November 2017, Tandberg won the prestigious Lorck Schive Art Prize, something the artist herself described as a “wonderful tap on the shoulder”. The aim of the Lorck Schive Art Prize is to generate debate and interest around contemporary art by honouring excellent artists. It is the largest Norwegian prize of the arts, and one of the most prestigious in Europe.
“I was very happy about that. Firstly, it was a recognition of my work by the jury which consisted of very competent people”, says Tandberg. “I think for any artist, the feeling of being recognized for what you do is part of the reason to make art.”
Now Tandberg is back in Kent, England, during Turner Contemporary Gallery‘s Exhibition Journeys with “the Waste Land”. Her 2007 artwork, The Waste Land, will be one of the main attractions in the gallery. The exhibition is exploring resonances between T.S Eliot’s poem The Waste Land – a masterpiece of modernism – and the visual arts. It features artists from the 19th century to the present, including film and photography, printed ephemera and other artefacts.
“First published in 1922, T.S. Eliot’s The Waste Land marks the starting point of modernism in literary history.
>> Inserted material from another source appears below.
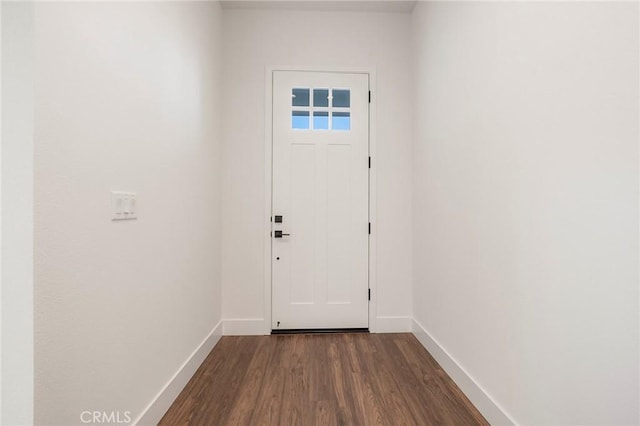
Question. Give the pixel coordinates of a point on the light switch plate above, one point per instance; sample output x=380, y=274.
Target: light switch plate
x=123, y=205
The poem deals with disorder and chaos, reflecting European society in the wake of World War 1,”Tandberg tells us.
“In my own work, bearing the same title, I have cut out each of the words that comprise the poem, and then organized them alphabetically and in groups according to how many times they occur.”
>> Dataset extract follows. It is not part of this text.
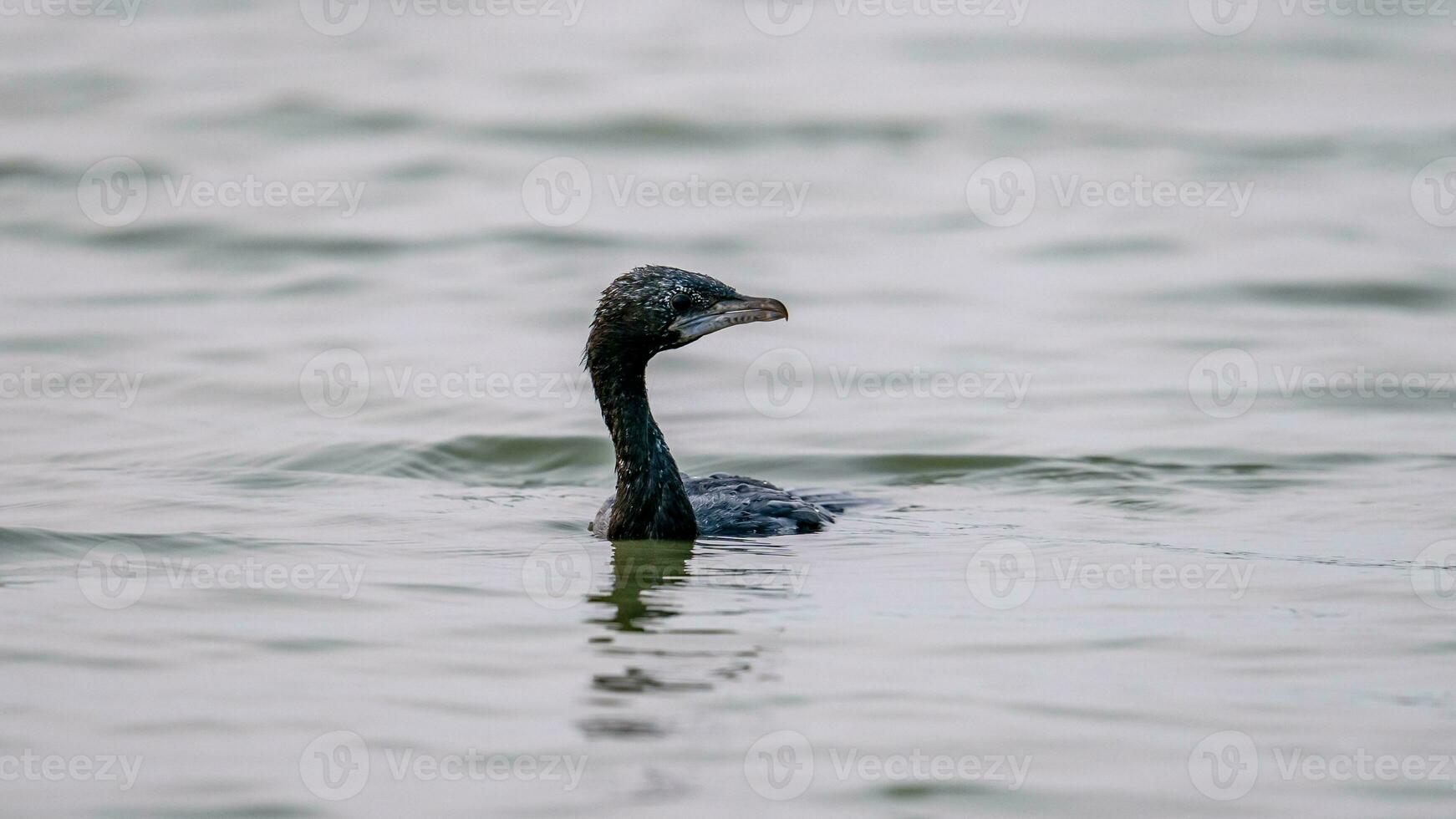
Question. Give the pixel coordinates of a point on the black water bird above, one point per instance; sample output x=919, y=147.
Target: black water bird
x=643, y=313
Tandberg explains that the cut out words have all been meticulously glued in rows on card by assistants, and finally numbered with pencil, denoting its place and order in the poem.
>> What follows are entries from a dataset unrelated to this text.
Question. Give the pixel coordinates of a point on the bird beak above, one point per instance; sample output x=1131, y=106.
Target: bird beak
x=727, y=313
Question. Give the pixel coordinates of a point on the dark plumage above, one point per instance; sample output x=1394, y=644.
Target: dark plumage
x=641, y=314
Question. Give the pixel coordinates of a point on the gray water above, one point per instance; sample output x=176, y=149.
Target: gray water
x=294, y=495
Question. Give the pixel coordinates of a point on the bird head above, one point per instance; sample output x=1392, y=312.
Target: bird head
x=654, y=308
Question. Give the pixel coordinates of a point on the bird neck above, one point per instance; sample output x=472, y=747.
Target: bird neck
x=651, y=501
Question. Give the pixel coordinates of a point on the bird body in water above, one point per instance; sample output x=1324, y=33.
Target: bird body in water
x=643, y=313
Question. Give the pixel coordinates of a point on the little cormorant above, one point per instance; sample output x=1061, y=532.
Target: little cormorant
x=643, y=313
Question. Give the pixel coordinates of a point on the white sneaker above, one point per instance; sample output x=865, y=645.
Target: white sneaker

“I am always super happy when I am able to participate in events that merge literature and art. Being a novelist myself, I see no distinction between writing and making art. “Journeys with “The Waste Land” is an opportunity to show a very particular and dry conceptual work which have had quite small audiences in the past,” she says and continues;
“I also appreciate that Turner Contemporary and the curators have chosen to make a very relevant connection between T.S Eliot and visual art, a fun challenge as The Waste Land is a very visual poem.”
There is little doubt why Vibeke Tandberg’s work rise to the main attractions of exhibitions like Journeys with “The Waste Land”.
The artist’s production has from the beginning at Bergen School of Arts and Crafts (SHKD) reflected issues relating to the subject position. Her early production takes the vantage point of staged and manipulated self-portraits, problematizing notions of the self at social, psychological and political levels. In 2012 she finished her first novel Beijing Duck, and has ever since enjoyed the mix between writing and more physical work of art production.
The next couple of months will be busy for the Norwegian artist. In February, the Exhibition at Turner Contemporary open their doors to the public, until early May this spring. Then Tandberg will release a new novel in the beginning of March and at the same time have a show at OSL Contemporary in Oslo. As If that were not enough, she is also in the process of finishing a dramatic work, a play for theater.
Be sure to visit Turner Contemporary Gallery this spring. Journeys with “the Waste Land” will be open from 3 February til 7 May.